I searched for a few minutes and didn't see an obvious one online, so i ended up implementing one myself. It's a little brute-force, but it works pretty well in my testing... both for the unit test I submitted above, and in the 3rd party software through which I became acquainted with metadata-extractor. I just added a couple of private static methods on class TagDescriptor that implement detection of little endian text, and changed a couple lines to invoke that code when necessary. I would be happy to submit a pull request if you're interested.

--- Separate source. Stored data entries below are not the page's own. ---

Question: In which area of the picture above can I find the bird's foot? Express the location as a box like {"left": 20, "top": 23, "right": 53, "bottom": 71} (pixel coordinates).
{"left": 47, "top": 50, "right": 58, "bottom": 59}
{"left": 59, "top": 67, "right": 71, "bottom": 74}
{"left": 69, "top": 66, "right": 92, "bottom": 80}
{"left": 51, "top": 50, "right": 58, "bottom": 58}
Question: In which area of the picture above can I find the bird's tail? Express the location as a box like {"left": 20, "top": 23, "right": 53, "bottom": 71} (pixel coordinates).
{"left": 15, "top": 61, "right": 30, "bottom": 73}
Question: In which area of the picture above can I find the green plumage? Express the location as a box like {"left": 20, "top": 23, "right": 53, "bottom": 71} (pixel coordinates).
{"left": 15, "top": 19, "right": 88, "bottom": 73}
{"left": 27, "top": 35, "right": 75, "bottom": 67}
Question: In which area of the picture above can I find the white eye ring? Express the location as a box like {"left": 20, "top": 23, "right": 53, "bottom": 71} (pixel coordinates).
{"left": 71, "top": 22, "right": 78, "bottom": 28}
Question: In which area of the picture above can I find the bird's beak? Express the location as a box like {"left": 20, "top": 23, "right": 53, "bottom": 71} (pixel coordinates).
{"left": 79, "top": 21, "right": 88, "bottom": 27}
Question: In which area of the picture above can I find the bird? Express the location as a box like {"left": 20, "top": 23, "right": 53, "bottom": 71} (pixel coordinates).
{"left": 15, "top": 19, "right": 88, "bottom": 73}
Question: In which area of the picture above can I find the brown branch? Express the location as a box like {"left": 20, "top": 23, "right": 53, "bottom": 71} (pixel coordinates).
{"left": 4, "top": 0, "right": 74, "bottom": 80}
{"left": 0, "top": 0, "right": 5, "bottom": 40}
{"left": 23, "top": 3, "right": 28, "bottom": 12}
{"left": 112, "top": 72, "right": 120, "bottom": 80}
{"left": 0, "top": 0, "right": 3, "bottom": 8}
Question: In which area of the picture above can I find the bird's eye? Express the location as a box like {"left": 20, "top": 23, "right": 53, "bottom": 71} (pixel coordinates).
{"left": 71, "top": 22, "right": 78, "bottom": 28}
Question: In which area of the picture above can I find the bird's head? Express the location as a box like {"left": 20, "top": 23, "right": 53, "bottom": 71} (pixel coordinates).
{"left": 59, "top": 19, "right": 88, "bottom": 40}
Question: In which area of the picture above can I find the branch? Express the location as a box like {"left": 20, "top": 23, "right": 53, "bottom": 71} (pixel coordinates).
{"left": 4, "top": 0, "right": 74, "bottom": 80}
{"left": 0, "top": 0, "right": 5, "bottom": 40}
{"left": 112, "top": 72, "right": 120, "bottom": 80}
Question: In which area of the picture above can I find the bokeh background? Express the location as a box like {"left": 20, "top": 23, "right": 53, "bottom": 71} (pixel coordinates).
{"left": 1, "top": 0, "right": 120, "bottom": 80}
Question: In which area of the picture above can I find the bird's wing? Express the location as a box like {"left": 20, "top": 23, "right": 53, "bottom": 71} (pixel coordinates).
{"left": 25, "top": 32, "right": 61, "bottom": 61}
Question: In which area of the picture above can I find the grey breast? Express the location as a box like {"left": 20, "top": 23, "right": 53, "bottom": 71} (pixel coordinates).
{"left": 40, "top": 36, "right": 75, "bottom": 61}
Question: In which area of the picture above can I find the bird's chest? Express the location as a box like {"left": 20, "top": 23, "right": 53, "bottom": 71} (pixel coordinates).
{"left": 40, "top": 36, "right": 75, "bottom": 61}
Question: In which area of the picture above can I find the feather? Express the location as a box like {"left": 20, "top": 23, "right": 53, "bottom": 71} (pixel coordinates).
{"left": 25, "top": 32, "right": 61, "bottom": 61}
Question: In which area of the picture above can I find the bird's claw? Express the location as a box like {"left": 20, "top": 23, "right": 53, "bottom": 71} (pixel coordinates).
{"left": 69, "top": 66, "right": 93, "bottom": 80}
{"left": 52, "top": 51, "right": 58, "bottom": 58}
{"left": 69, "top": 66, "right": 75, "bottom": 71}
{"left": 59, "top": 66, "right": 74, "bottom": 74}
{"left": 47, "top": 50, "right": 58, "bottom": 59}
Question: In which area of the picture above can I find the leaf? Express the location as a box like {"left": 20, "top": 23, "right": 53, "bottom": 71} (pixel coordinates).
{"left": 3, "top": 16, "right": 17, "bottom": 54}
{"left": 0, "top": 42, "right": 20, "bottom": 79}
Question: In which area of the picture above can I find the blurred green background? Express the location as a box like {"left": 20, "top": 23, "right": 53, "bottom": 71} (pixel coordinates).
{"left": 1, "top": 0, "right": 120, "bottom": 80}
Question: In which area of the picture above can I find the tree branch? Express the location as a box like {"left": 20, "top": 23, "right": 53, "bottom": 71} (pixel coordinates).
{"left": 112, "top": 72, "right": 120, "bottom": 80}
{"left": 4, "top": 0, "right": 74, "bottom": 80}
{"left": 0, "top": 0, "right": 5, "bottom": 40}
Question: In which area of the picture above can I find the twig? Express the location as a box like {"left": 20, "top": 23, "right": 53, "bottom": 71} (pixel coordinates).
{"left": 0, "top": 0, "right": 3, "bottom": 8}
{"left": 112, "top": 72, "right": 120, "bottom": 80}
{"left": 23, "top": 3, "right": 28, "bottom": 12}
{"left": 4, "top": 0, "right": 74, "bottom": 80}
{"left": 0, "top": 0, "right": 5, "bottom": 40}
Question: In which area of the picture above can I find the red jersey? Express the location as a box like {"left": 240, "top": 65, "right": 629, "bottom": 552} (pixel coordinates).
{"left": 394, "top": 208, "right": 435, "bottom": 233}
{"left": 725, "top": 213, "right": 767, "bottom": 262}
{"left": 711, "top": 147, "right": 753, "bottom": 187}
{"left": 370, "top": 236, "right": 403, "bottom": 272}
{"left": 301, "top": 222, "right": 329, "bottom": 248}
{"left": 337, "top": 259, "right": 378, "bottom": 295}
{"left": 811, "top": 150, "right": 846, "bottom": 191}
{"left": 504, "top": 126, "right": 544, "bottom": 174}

at TagDescriptor.cs line 363:
var idCode = Encoding.UTF8.GetString(commentBytes, 0, 8).TrimEnd('\0', ' ');
if (idCode == "UNICODE" && DetectLittleEndian(commentBytes, 8))
{
encodingMap["UNICODE"] = Encoding.Unicode; // swap for little endian insead
}
if (encodingMap.TryGetValue(idCode, out var encoding))
{
It has been awhile but I remember looking at moving the decoding of the tags that use the GetEncodedTextDescription method from the Descriptors to the CustomProcessTag method in the ExifTiffHandler:
It would be a fairly simple fix.
These tags currently use the GetEncodedTextDescription method:
ExifDirectoryBase.TagUserComment,
GpsDirectory.TagProcessingMethod,
GpsDirectory.TagAreaInformation